Last
summer someone told me the best watermelons had a hollow sound with thumped.
This year people stressed looking for yellow patches to show it had been on the
ground a long time. I picked a great yellow-bellied, hollow one and near the
end I recalled how much I loved watermelon rind preserves the two or three
times I ever tried them.
I’d
heard they were difficult to make, but the recipe sounded easy. I think the
hard part is peeling the outer green off the rind. Here’s how I made a jar
full. I think it’s like stone soup because I kept coming up with more ingredients
out of nowhere:
Cut
up chunks of the peeled rind and cover themw with sugar, overnight. This will
form a liquid. I added a bit of water, then cooked it on slow heat until
tender.
I
used up several of those sugar packets that accumulate, and used honey water
from the bear bottle I got from my mother’s house. She had added water to get
the last bit out. While it was cooking, I figured peel from an orange I had
would flavor it nicely and add color. Some recipes call for cinnamon. I’ll need
to stock up this pumpkin pie season. I found some chai tea spice that I had
mixed up and put into a vintage salt shake and it worked fine.
My
preserves went on some French bread my friend had brought over and the rest
looks lovely in a Mason jar. I served it in a small, oval Homer Laughlin plate
that I’d just got for 75 cents at a Young Life estate sale. The plate matched
four others I bought at an antique co-op in The Heights in Houston, because
they remind me of dining at Aunt Anne’s house.
That’s
my tale of how one thing lead to another to remind me of another and resulted in coffee and
breakfast on my patio as the sun came out on a Sunday morning.
Oils
of note
I’ve
heard that avocado was once referred to as poor man’s butter. Now it’s gourmet.
There’s another time to speak of a perfect separation of the flesh from the pit
and the skin for a firm, cool bite. This is about the oil.
Chosen
Foods has put avocado oil into a spray can that works while you’re grilling.

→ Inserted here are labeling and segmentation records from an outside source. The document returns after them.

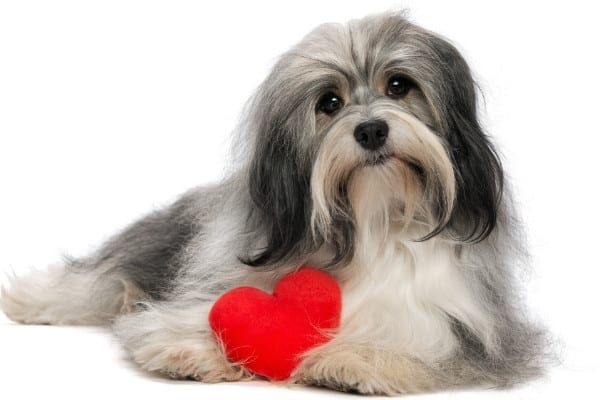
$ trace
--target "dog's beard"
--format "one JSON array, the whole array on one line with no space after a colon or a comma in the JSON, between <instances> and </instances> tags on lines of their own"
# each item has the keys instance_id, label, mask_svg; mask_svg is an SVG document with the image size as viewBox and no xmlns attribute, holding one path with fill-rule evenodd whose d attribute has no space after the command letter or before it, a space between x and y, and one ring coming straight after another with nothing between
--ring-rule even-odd
<instances>
[{"instance_id":1,"label":"dog's beard","mask_svg":"<svg viewBox=\"0 0 600 400\"><path fill-rule=\"evenodd\" d=\"M423 239L447 224L455 196L452 163L441 138L412 115L387 104L371 118L390 129L386 145L365 152L352 132L364 117L348 113L325 133L316 157L311 193L312 229L327 238L338 218L351 219L359 234L387 232L390 224L415 227Z\"/></svg>"}]
</instances>

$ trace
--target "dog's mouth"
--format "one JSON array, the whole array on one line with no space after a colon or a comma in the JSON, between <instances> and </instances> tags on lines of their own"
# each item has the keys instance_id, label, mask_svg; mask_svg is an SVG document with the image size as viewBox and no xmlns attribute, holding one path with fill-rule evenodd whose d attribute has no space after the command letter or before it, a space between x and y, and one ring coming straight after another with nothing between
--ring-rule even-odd
<instances>
[{"instance_id":1,"label":"dog's mouth","mask_svg":"<svg viewBox=\"0 0 600 400\"><path fill-rule=\"evenodd\" d=\"M398 157L395 154L381 153L377 155L373 155L366 159L363 162L364 167L378 167L386 164L388 161L392 159L397 159L407 165L419 178L423 178L425 176L425 170L423 167L416 161L406 159L405 157Z\"/></svg>"}]
</instances>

It’s a high-heat and non-propellant spray. Makers say they use safe air
pressure technology that eliminates chemical propellants
and
other harmful ingredients. Chosen Foods avocado oil spray can safely be
heated
up to 500 degrees. But guess what? A spray of it tasted great on some lightly
grilled French bread.
Also
look into Chosen Foods’ Sesame Oil, billed as expeller pressed flavorful
finishing oil. It has a 4,000-year old history and is best kept in the fridge
and used within 6 months. Once you breath in the aroma you’ll be busy drizzling
onto noodles, vegetables and salads. Oil up now.